Methods	RCT, active, placebo‐controlled, double‐blind trial Date of study: June 2011‐June 2013 Location: 231 centres worldwide (Fixture)
Participants	Randomised: 1306 participants, mean age 44 years, 929 male Inclusion criteria Participants with moderate‐severe psoriasis PASI ≥ 12, IGA 3‐4, BSA ≥ 10% Age ≥ 18 Non‐response to topical treatment Non‐response to phototherapy Non‐response to conventional systemic treatment Exclusion criteria Immunosuppression Had an active infection Had past history of malignant tumours Dropouts and withdrawals 73/1306 (5.6%) AEs: sekunimab 300 (4), sekunimab 150 (2), etanercept (6), placebo (2) Lack of efficacy: sekunimab 300 (0), sekunimab 150 (0), etanercept (2), placebo (9) Withdrew consent: sekunimab 300 (5), sekunimab150 (5), etanercept (5), placebo (10) Physician decision: sekunimab 300 (1), sekunimab 150 (2), etanercept (0), placebo (2) Protocol deviation: sekunimab 300 (5), sekunimab 150 (3), etanercept (3), placebo (0) Other: sekunimab 300 (0), sekunimab 150 (0), etanercept (5), placebo (2)

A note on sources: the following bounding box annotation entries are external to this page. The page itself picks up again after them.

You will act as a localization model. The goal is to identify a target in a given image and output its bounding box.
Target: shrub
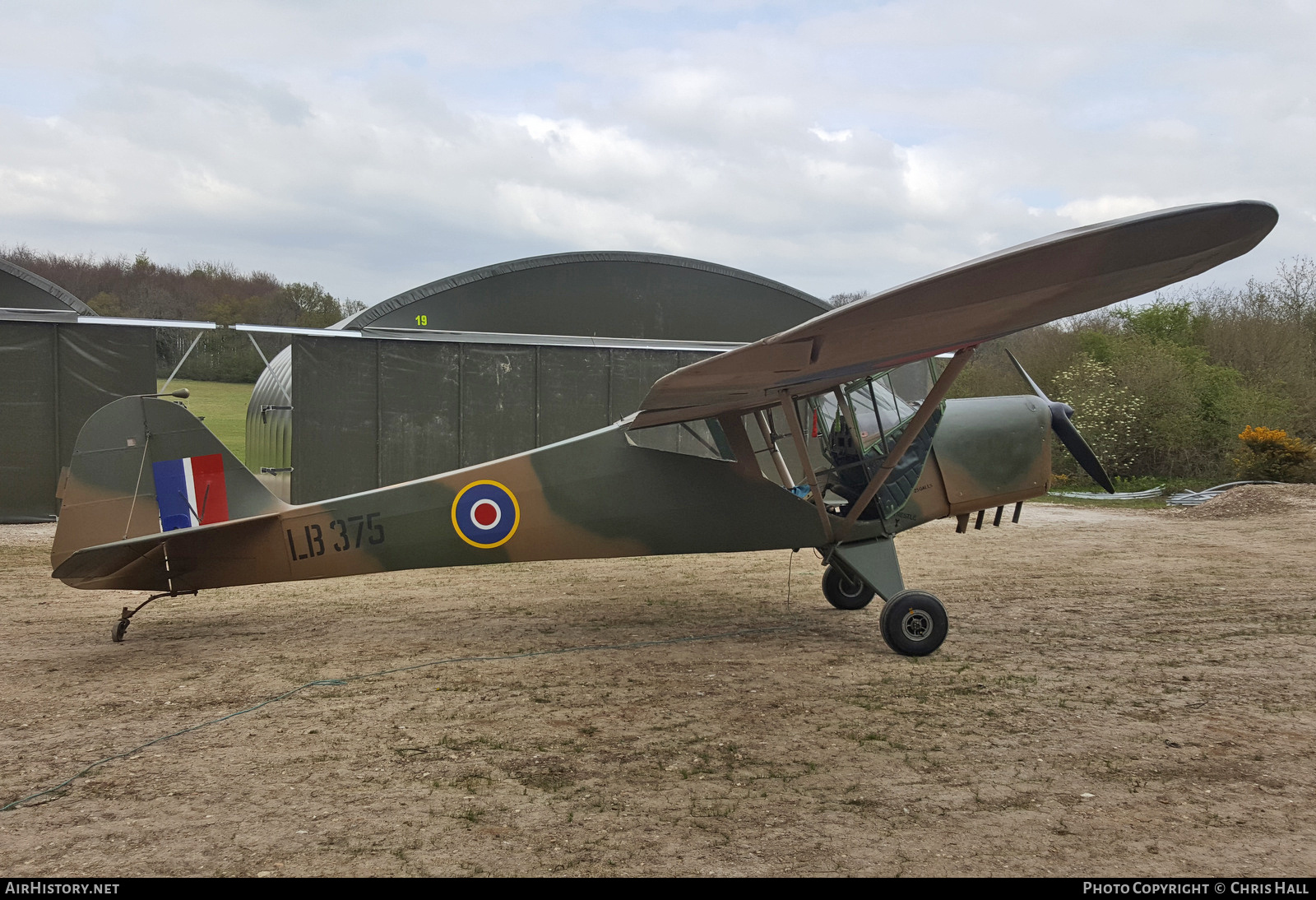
[1233,425,1316,481]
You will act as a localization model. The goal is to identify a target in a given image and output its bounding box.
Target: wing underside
[630,200,1278,428]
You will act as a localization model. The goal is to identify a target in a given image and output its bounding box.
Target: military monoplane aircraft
[51,202,1278,656]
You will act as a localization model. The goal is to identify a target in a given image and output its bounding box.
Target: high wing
[630,200,1279,428]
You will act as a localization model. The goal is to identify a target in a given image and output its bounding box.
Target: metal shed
[0,259,155,522]
[247,253,829,503]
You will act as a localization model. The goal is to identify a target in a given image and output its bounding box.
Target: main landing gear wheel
[882,591,950,656]
[822,566,875,610]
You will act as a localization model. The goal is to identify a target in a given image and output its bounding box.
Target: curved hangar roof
[0,259,96,316]
[345,251,831,341]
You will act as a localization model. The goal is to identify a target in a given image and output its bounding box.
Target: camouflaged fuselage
[51,396,1050,592]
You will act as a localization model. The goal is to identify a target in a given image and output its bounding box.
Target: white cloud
[1055,195,1167,225]
[0,0,1316,300]
[809,128,854,143]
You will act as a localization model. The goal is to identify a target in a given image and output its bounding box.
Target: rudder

Interventions	Intervention A. Sekunimab 300 (n = 327), SC , 300 mg, weeks 0, 1, 2, 3, 4 and every 4 weeks, 12 weeks Control intervention B. Sekunimab 150 (n = 327), SC, 150 mg, weeks 0, 1, 2, 3, 4 and every 4 weeks, 12 weeks C. Etanercept 50 (n = 326), SC, 50 mg/week twice a week, 12 weeks D. Placebo (n = 326), SC, weeks 0, 1, 2, 3, 4 and every 4 weeks, 12 weeks
Outcomes	Assessments at 12 weeks Primary outcomes of the trial PASI 75 and a IGA score at 0 or 1 Secondary outcomes of the trial PASI 50, PASI 75, PASI 90, PASI 100 Response of 0 or 1 on the modified IGA at each study visit until week 52 Score of 0 or 1 on the DLQI at weeks 12 and 52
Notes	Funding source, quote (p 326): "funded by Novartis Pharmaceuticals" Declarations of interest (p 337): "Disclosure forms provided by the authors are available with the full text of this article at NEJM.org." Langley received personal fees from Eli Lilly, Leo, Novartis, Janssen, Amgen, AbbVie, Celgene, Merck, Pfizer."
Risk of bias
Bias	Authors' judgement	Support for judgement
Random sequence generation (selection bias)	Low risk	Quote (protocol and Appendix): "Randomization numbers were generated by the Interactive Response Technology (IRT) provider using a validated system, which automated the random assignment of subject numbers to randomisation numbers..." Comment: probably done
Allocation concealment (selection bias)	Low risk	Quote (protocol and Appendix): “Subjects, investigator staff, persons performing the assessments, and data analysts were blinded to the identity of the treatment from the time of randomisation until primary objective analyses" "Randomization numbers were generated by the Interactive Response Technology (IRT) provider" Comment: probably done
Blinding of participants and personnel (performance bias) All outcomes	Low risk	Quote (protocol and Appendix): “Subjects, investigator staff, persons performing the assessments, and data analysts were blinded to the identity of the treatment from the time of randomisation until primary objective analyses Comment: probably done
Blinding of outcome assessment (detection bias) All outcomes	Low risk	Quote (protocol and Appendix): “Subjects, investigator staff, persons performing the assessments, and data analysts were blinded to the identity of the treatment from the time of randomisation until primary objective analyses Comment: probably done
Incomplete outcome data (attrition bias) All outcomes	Low risk	Quote (p 329): "The analyses of the efficacy end points included all the patients who underwent randomisation according to the treatment assigned at randomisation... Missing values ... were conservatively imputed as nonresponses, regardless the reason of missing data" 1306 included/1306 analysed Comment: probably done
Selective reporting (reporting bias)	Low risk	Comment: the protocol for the study was available on ClinicalTrials.gov (NCT01358578). The pre‐specified outcomes and those mentioned in the methods section appeared to have been reported.